# Power Series Expansions

1. Jun 6, 2014

### Zondrina

I had a quick question about an expansion. Wolfram and maple have not been very useful in verifying the series.

Could I do these:

$f(x) = e^{-3x^2} = e^{-3}e^{-3(x^2-1)} = \sum_{n=0}^{∞} \frac{e^{-3}(-3)^n}{n!} (x^2-1)^n$

$f(x) = e^{-3x^2} = e^{-12}e^{-6(\frac{x^2}{2}-2)} = \sum_{n=0}^{∞} \frac{e^{-12}(-6)^n}{n!} (\frac{x^2}{2}-2)^n$

$f(x) = e^{-3x^2} = e^{-27}e^{-9(\frac{x^2}{3}-3)} = \sum_{n=0}^{∞} \frac{e^{-27}(-9)^n}{n!} (\frac{x^2}{3}-3)^n$

My overall hunch from this pattern centered about a=k:

$f(x) = e^{-3x^2} = e^{-3k^2}e^{-3k(\frac{x^2}{k}-k)} = \sum_{n=0}^{∞} \frac{e^{-3k^2}(-3k)^n}{n!} (\frac{x^2}{k}-k)^n$

and for any $\alpha$ centered about a=k:

$f(x) = e^{-\alpha x^2} = e^{-\alpha k^2}e^{-\alpha k(\frac{x^2}{k}-k)} = \sum_{n=0}^{∞} \frac{e^{-\alpha k^2}(-\alpha k)^n}{n!} (\frac{x^2}{k}-k)^n$

EDIT: Also one more, if I replace $x^2$ by $x^n$ in the above:

$f(x) = e^{-\alpha x^n} = e^{-\alpha k^n}e^{-\alpha k(\frac{x^n}{k}-k)} = \sum_{n=0}^{∞} \frac{e^{-\alpha k^n}(-\alpha k)^n}{n!} (\frac{x^n}{k}-k)^n$

2. Jun 6, 2014

### jbunniii

I'm not sure exactly what you're trying to do, so my comment may be off base. But the series
$$\sum_{n=0}^{∞} \frac{e^{-3}(-3)^n}{n!} (x^2-1)^n$$
is not centered at $x=1$, at least not in the usual sense of that phrase, because the polynomials $(x^2 - 1)^n$ are not centered at $x=1$. They are centered at (symmetric around) $x=0$.

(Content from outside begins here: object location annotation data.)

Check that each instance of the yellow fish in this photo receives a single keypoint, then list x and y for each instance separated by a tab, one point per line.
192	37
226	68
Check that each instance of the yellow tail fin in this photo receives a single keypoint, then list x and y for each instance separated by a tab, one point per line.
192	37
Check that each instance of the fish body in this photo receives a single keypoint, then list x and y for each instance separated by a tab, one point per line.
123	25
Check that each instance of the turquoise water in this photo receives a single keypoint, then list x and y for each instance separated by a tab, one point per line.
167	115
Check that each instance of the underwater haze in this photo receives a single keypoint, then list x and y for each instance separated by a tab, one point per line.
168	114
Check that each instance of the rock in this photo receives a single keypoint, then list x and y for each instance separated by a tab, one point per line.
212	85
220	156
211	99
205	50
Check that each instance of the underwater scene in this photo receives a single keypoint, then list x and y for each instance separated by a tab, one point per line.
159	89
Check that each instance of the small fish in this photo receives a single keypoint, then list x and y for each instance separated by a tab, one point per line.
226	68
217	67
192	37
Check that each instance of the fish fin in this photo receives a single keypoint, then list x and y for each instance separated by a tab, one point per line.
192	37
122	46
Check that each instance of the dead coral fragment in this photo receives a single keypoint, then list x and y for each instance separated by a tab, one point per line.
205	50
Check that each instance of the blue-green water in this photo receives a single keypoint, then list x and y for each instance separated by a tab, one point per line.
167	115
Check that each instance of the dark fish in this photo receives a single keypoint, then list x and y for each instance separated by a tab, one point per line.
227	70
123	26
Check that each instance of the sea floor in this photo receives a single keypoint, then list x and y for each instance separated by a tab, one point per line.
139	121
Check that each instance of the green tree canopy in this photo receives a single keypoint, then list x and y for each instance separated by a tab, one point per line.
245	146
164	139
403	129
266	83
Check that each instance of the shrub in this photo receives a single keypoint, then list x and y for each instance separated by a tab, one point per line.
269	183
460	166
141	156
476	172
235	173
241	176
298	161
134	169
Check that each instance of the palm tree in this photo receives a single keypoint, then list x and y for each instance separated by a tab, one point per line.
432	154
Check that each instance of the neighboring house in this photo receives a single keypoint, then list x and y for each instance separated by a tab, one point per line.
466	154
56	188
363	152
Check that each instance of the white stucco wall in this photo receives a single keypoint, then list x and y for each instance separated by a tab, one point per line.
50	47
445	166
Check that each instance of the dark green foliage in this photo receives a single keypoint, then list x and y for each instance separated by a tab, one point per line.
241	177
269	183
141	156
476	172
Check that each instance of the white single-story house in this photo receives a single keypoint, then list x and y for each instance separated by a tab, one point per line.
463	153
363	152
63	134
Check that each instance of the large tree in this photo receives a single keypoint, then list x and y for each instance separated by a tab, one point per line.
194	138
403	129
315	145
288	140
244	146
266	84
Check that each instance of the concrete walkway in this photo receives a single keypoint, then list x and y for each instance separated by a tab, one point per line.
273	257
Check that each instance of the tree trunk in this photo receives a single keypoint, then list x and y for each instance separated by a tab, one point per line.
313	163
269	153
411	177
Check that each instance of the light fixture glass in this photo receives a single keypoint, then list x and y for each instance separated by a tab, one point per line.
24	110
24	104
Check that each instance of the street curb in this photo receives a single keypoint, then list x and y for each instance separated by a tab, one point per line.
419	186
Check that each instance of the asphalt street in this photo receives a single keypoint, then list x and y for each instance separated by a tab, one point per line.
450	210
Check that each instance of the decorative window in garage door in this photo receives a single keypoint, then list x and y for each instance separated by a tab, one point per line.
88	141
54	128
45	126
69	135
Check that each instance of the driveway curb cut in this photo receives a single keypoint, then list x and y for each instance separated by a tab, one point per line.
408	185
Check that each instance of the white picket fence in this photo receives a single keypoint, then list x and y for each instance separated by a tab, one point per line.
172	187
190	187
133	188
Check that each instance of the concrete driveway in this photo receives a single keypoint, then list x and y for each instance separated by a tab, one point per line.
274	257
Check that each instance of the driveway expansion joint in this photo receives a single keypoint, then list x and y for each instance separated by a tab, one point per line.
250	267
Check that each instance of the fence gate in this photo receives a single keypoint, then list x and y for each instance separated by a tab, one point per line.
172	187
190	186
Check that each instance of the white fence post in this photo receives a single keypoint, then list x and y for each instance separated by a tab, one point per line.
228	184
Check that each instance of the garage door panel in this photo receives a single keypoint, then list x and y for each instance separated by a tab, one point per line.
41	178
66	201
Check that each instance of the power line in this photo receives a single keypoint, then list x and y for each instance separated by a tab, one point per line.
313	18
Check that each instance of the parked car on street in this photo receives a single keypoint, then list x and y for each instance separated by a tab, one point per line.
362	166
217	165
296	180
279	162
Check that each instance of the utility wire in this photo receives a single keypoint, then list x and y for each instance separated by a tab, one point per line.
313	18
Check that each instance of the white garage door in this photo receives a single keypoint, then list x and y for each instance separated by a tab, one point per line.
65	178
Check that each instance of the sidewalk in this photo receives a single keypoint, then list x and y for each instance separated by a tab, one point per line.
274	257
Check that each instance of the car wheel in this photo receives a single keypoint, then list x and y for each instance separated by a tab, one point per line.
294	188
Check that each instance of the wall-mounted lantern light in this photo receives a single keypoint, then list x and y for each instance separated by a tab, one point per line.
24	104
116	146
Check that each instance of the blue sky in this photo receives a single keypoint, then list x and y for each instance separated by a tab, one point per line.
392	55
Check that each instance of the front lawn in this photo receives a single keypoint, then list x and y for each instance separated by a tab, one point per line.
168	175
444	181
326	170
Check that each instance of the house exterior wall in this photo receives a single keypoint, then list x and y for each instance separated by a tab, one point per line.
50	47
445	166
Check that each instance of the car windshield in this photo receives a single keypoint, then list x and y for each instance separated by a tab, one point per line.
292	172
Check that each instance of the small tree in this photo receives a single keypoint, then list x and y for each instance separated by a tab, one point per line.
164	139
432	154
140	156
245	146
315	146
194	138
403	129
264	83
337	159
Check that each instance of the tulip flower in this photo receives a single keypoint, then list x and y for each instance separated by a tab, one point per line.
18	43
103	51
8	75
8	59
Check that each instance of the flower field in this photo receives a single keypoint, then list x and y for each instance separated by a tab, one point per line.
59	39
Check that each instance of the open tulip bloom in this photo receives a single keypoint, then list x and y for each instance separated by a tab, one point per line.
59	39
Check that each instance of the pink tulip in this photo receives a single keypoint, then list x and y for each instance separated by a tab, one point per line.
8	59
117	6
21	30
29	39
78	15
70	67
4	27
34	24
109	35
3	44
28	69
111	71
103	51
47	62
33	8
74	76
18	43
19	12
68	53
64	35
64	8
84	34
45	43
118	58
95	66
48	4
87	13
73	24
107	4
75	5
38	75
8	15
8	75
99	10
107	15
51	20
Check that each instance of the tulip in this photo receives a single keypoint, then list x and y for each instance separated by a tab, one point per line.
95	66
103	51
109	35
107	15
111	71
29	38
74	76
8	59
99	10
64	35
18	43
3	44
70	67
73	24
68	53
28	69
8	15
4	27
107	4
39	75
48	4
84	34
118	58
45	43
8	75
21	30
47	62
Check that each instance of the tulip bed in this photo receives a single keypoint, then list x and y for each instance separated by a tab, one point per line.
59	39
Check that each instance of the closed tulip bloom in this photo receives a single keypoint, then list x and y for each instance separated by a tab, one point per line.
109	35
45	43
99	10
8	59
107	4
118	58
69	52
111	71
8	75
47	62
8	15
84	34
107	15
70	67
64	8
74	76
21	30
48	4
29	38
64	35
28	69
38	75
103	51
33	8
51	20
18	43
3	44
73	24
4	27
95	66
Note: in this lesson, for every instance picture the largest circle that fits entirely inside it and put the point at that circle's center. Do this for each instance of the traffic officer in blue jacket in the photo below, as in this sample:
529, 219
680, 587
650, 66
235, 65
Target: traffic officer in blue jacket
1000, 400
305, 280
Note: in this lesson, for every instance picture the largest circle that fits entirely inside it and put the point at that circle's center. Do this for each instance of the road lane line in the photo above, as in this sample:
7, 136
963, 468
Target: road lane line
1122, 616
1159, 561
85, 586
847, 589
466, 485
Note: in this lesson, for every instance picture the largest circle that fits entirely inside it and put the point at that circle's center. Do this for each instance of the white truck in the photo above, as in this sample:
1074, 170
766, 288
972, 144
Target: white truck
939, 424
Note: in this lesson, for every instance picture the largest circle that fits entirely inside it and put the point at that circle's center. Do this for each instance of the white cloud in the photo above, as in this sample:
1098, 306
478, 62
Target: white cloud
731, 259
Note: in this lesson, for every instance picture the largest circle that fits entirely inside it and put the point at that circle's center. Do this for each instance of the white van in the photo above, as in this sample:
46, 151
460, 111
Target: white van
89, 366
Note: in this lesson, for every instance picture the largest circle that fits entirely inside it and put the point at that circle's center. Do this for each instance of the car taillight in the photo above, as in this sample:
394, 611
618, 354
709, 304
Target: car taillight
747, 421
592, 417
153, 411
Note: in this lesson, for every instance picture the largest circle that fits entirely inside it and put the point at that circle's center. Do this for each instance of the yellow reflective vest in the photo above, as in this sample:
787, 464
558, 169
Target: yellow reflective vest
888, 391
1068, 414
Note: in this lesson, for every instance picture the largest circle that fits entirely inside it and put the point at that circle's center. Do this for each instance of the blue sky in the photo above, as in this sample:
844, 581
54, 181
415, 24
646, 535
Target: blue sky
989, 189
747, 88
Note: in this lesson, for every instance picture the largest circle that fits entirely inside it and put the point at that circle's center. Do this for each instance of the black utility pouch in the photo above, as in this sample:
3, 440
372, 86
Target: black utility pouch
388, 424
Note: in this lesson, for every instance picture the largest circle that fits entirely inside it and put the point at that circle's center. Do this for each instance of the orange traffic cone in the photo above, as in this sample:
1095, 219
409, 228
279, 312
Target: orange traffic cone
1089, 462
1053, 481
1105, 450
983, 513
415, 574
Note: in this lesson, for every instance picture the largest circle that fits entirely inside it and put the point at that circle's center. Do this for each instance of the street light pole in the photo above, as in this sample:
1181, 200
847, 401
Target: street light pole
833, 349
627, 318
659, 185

A series which is centered about $x=1$ would be of the form
$$\sum_{n=0}^\infty a_n (x-1)^n$$

3. Jun 6, 2014

### Zondrina

I was trying to find a general expression without having to find $f^{(n)}(a)$. It seemed to work for (center a=1):

$f(x) = e^{-3x} = e^{-3} e^{-3(x-1)} = \sum_{n=0}^{∞} \frac{e^{-3}(-3)^n}{n!} (x-1)^n$

I see that won't work now though for higher powers of $x$ as I would produce series that are not centered around the desired point.

Is there a way I could adapt this little trick to higher powers?